Other solutions posted are great for specific line numbers. It's often the case that you want to read from top or bottom of another file. In that case, reading the output of head or tail is very fast. For example -
:r !head -20 xyz.xml
Will read first 20 lines from xyz.xml into current buffer where the cursor is
:r !tail -10 xyz.xml
Will read last 10 lines from xyz.xml into current buffer where the cursor is
The head and tail commands are extremely fast, therefore even combining them can be much faster than other approaches for very large files.
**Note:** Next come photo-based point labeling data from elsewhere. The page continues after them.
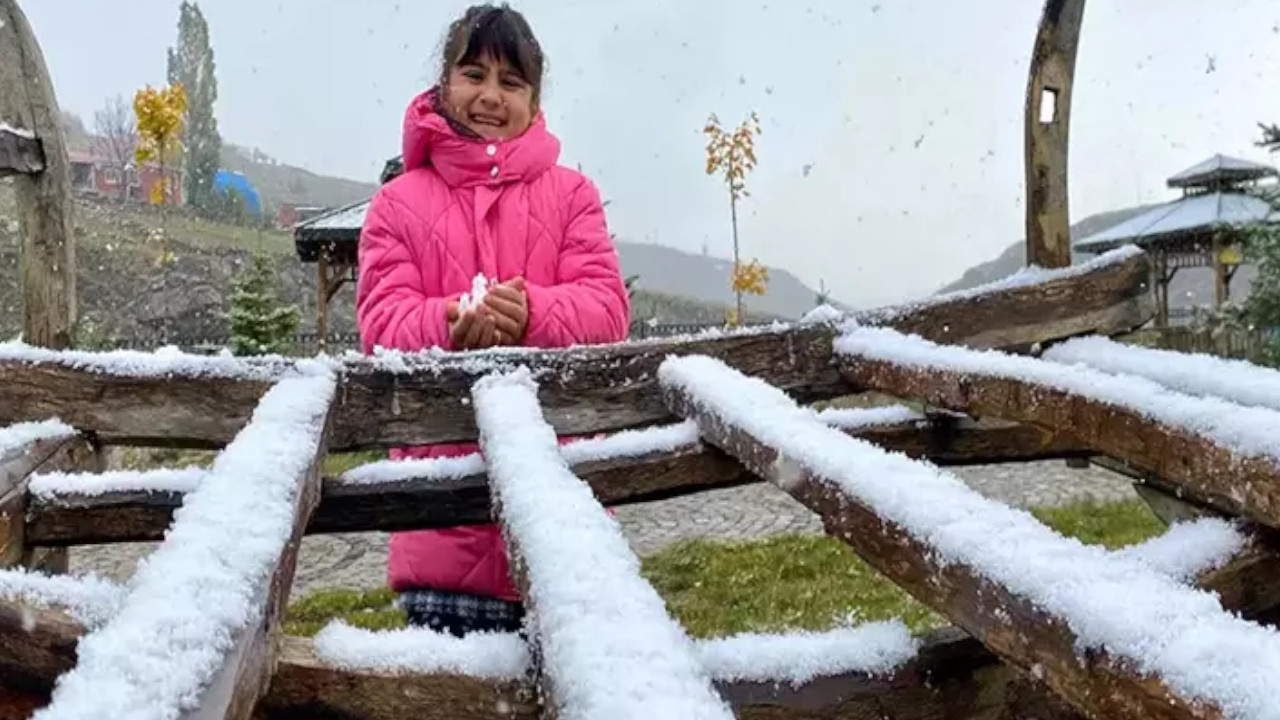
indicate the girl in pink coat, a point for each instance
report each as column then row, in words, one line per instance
column 481, row 194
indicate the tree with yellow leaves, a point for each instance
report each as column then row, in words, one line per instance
column 160, row 122
column 732, row 155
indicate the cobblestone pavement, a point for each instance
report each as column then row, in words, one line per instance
column 359, row 560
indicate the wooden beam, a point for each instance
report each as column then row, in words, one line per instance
column 952, row 678
column 446, row 502
column 49, row 447
column 604, row 648
column 223, row 574
column 758, row 428
column 424, row 399
column 19, row 153
column 48, row 254
column 1047, row 126
column 1206, row 469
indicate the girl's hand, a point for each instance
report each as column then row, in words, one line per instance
column 508, row 305
column 471, row 331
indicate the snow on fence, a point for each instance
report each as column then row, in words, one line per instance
column 656, row 418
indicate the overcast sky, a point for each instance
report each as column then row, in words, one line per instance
column 908, row 113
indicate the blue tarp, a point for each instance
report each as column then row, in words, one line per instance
column 225, row 180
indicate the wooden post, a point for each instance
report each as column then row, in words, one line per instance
column 321, row 299
column 48, row 250
column 1047, row 128
column 1220, row 273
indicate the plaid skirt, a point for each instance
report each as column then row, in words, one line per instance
column 460, row 614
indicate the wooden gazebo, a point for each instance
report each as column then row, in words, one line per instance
column 332, row 242
column 1203, row 228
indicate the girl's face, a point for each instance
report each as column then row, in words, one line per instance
column 490, row 99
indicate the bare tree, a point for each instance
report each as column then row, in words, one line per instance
column 117, row 137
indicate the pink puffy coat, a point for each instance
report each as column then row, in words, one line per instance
column 503, row 209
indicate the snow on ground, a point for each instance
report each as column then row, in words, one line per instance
column 1107, row 600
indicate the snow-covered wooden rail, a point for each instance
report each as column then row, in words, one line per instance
column 169, row 399
column 1045, row 625
column 624, row 468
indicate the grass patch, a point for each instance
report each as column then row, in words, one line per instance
column 338, row 464
column 369, row 609
column 784, row 583
column 1110, row 524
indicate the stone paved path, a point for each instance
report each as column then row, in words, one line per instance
column 754, row 511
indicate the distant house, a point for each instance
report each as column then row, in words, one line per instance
column 100, row 176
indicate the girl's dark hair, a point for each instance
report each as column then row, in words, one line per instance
column 499, row 32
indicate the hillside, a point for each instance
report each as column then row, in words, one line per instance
column 279, row 183
column 126, row 294
column 707, row 279
column 1015, row 255
column 1189, row 287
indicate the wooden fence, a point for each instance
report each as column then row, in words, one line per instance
column 306, row 345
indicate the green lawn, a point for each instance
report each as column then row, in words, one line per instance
column 717, row 588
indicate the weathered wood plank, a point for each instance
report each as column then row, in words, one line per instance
column 227, row 597
column 606, row 648
column 240, row 684
column 305, row 688
column 425, row 399
column 1047, row 130
column 433, row 502
column 952, row 678
column 51, row 451
column 1201, row 468
column 48, row 254
column 19, row 154
column 1009, row 624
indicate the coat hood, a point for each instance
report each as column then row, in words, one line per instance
column 429, row 139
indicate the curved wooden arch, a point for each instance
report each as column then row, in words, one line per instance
column 1047, row 130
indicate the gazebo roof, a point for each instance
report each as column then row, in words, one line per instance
column 1183, row 218
column 1221, row 171
column 337, row 232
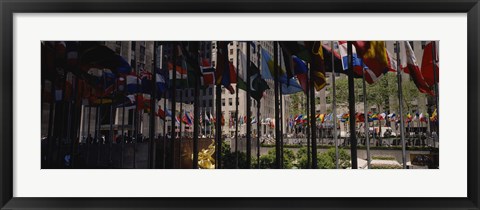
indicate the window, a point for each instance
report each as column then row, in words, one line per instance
column 134, row 46
column 423, row 44
column 142, row 53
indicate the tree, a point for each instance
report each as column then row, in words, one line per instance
column 267, row 161
column 297, row 103
column 326, row 160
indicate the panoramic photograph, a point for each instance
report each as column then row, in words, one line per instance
column 264, row 104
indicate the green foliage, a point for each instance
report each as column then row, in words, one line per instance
column 382, row 158
column 268, row 161
column 229, row 158
column 386, row 167
column 297, row 103
column 325, row 160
:r !head -700030 xyz.xml| tail -30
Will read line numbers from 700000 to 700030 from file xyz.xml into current buffer
This operation should complete instantly even for fairly large files.
I just had to do this in a code project of mine and did it this way:
In buffer with /path/to/foo/foo.c open:
:147,227w export.txt
In buffer I'm working with:
:r export.txt
Much easier in my book... It requires having both files open, but if I'm importing a set of lines, I usually have them both open anyway. This method is more general and easier to remember for me, especially if I'm trying to export/import a trickier set of lines using g/<search_criteria/:.w >> export.txt or some other more complicated way of selecting lines.
You will need to:
:r /path/to/foo/foo.c
:d 228,$
:d 1,146
Three steps, but it will get it done...
A range permits a command to be applied to a group of lines in the current buffer.
So, the range of read instruction means where to insert the content in the current file, but not the range of file that you want to read.